We encounter many situations where there is a form tolerance on a primary surface and then the other side of the part has a thickness allowance. Often implicitly it is assumed to have the same form or a very local refinement. (i.e. stamped sheet metal, composite lay-ups)There are many situations in both aerospace and automotive I would think where sheet of material is stamped and parts are indexed to both sides and sheet metal is accepted using a spec tolerance.
One method used in the past has been to use ghost parts but it seems like there should be an easier way. What am i missing?
DCS has enhanced 3DCS software to handle many special case scenarios. To handle material thickness, for example, two methods would include using a Dynamic Point or Copy a Coordinate Point to reference thickness and then deviate the points with tolerances. Here is a guide to setting up analysis of material thickness in 3DCS software.
3 Different Methods:
The Dynamic Point can be used as an offset point. Tolerances will need to be applied to the Feature Point or the Coordinate (DCS) Point.
Using the Dynamic Point as the Target point can be useful, as it will apply the tolerance variation to both the surface point and the Dynamic Point in the part, simulating the thickness.
You can use this method to use the Dynamic Point as the Target Point in a move. You can still add tolerances to the surface or the Feature Point (Pt30), which will also cause the Dynamic Point to deviate with the surface tolerances.

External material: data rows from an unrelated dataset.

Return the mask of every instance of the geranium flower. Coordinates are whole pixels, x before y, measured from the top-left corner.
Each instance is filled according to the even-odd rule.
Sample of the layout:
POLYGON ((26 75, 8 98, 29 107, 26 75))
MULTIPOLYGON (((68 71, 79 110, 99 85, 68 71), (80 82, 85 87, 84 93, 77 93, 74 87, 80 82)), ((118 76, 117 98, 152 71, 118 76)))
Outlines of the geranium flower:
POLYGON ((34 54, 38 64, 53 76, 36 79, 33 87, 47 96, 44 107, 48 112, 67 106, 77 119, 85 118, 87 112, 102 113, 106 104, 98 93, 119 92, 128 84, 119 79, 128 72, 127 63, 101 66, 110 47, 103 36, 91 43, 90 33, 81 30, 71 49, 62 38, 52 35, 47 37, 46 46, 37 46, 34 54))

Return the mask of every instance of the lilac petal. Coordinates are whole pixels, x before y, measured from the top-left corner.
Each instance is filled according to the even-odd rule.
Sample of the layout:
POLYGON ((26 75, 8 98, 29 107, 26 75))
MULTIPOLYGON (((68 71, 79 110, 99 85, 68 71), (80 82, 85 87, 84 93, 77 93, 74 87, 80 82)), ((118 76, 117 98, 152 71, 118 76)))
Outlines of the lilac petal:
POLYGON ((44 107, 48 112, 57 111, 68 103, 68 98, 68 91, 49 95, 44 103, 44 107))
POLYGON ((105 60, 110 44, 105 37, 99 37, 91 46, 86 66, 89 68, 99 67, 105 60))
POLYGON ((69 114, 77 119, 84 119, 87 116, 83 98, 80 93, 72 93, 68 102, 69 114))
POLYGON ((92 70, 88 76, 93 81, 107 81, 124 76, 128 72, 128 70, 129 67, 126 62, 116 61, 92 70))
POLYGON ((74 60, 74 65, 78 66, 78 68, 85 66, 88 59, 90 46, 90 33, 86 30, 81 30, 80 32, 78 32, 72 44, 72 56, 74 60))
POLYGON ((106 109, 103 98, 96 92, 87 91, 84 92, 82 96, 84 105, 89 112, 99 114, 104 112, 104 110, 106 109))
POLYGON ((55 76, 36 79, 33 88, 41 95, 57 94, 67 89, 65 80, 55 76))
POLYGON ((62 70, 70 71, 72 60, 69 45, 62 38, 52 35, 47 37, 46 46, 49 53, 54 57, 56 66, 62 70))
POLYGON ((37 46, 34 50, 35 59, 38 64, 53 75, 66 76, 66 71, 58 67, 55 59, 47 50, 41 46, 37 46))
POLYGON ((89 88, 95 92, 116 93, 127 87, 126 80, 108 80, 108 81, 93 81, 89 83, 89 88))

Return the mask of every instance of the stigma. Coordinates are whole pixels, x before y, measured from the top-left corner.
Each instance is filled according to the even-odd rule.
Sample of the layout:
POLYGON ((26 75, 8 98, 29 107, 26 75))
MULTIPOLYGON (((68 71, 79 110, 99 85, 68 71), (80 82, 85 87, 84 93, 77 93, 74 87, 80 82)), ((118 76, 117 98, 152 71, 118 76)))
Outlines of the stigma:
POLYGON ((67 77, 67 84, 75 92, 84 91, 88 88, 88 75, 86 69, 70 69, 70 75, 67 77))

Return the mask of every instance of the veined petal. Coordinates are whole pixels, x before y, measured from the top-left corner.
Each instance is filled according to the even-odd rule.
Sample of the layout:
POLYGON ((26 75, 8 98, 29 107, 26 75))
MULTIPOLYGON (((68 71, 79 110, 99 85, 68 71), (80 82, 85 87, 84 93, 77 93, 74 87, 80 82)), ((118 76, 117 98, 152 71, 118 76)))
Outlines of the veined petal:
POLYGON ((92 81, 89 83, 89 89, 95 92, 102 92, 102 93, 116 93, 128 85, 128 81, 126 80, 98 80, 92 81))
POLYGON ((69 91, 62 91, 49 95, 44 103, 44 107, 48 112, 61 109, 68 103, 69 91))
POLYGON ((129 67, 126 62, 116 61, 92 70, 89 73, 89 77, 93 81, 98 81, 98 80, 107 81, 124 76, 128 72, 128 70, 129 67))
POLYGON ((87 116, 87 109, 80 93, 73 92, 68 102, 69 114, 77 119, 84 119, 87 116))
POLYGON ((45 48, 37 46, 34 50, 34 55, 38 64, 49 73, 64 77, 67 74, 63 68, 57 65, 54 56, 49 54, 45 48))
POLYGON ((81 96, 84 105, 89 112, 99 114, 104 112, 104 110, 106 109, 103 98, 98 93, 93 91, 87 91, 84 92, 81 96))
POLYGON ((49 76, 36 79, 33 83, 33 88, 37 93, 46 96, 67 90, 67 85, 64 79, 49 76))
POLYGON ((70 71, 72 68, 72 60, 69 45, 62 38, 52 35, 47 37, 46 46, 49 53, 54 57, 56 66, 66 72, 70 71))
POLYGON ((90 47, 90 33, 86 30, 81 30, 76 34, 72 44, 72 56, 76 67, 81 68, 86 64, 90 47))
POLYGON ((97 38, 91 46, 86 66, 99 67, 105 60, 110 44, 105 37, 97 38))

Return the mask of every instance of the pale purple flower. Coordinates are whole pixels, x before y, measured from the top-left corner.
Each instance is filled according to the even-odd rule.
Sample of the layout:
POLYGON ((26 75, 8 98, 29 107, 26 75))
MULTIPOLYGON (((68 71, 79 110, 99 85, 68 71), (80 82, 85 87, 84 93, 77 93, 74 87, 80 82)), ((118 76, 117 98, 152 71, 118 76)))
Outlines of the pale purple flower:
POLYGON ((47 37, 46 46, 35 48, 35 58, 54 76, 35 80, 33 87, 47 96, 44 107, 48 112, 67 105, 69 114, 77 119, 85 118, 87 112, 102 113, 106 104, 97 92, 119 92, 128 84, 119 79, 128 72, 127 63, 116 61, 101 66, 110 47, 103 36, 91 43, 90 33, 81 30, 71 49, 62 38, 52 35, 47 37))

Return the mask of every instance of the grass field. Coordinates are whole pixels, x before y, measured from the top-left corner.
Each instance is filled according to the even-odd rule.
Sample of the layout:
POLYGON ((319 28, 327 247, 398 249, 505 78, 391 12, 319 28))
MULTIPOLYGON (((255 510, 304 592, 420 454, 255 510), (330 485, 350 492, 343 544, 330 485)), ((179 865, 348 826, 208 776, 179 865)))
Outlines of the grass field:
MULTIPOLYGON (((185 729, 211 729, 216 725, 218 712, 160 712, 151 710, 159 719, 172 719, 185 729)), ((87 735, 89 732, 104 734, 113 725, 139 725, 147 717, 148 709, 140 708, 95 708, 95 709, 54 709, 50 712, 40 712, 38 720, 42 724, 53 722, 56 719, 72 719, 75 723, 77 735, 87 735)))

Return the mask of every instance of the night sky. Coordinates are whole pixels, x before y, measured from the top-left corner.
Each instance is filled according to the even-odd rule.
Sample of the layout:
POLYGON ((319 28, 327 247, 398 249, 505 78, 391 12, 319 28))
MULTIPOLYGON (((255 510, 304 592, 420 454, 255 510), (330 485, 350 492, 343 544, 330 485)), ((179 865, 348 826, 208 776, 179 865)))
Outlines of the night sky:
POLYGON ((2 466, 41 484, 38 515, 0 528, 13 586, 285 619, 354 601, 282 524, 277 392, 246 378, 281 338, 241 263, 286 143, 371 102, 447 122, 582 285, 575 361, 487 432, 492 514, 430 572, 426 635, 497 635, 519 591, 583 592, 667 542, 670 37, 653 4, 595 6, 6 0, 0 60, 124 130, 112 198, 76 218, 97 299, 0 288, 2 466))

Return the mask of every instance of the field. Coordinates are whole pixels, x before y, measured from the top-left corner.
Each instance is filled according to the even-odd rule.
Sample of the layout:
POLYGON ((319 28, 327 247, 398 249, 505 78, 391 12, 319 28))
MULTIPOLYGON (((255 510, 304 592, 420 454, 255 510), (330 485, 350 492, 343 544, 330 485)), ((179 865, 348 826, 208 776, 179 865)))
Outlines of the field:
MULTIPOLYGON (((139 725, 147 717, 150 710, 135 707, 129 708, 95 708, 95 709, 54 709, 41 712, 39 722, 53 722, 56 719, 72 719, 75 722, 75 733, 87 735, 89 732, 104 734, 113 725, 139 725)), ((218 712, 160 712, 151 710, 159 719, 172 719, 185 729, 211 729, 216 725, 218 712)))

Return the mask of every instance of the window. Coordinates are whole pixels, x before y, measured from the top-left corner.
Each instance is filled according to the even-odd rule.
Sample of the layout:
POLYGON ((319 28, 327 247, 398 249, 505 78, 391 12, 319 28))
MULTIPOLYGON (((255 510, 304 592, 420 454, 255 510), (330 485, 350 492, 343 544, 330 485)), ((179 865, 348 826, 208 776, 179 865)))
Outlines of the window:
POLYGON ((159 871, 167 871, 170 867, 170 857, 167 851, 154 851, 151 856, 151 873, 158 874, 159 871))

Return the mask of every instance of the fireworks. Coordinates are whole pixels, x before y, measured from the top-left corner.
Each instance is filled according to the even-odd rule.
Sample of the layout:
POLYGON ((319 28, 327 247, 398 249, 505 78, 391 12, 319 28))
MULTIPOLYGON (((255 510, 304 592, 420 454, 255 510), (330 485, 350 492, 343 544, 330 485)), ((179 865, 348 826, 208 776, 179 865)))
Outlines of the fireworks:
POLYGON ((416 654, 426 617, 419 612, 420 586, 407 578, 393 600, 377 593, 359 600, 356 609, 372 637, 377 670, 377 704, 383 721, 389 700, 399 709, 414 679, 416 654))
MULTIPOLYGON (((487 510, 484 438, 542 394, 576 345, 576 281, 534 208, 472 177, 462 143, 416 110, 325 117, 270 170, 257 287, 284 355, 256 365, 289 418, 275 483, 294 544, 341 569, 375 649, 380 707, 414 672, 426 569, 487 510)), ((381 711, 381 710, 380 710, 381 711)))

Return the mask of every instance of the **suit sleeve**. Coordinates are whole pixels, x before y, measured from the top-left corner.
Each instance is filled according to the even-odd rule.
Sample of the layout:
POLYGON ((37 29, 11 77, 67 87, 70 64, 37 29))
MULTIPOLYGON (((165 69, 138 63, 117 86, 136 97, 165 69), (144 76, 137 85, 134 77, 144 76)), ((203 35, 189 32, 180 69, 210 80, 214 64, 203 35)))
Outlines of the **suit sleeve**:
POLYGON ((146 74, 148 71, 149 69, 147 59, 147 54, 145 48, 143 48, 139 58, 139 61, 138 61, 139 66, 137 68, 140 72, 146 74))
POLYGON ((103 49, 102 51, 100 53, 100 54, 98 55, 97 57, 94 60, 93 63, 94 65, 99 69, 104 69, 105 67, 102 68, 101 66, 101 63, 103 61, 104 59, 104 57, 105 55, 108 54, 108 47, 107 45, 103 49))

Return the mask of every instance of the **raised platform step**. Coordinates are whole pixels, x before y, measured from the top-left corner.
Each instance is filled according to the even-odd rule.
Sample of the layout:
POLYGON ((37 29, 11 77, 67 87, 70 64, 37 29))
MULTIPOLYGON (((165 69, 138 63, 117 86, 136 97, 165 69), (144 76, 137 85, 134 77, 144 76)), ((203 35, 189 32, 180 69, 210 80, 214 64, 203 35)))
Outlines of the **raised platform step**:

With this process, you’re basically taking the top surface point and copying that to the object part and using it as one of the locators in the move.
You can use this method with your moves, to make the offset point (Object) to align to the target point. Then you can add tolerances to the Target point.
This routine deviates the object features based on the deviation of the target features. The deviation includes both position and size with options. This routine is a move-deviating routine, which is deviating both positions and sizes associated with object features instead of moving the components (Move Parts.)
Inputs:
Object Features: At least one object feature is required.
Target Features: At least one target feature is required.
Values:
Outputs:
Most DLLs have additional Options (Values/Constants) available. For the Copy Point Deviation DLL, it is suggested to set up the options as follows:
In summary, to simulate part thickness, there are a few ways to simulate this in a 3DCS model. Users can decide to use a DLL that will copy variation of points to another specific set of points or create and copy points to another part (not to a ghost part).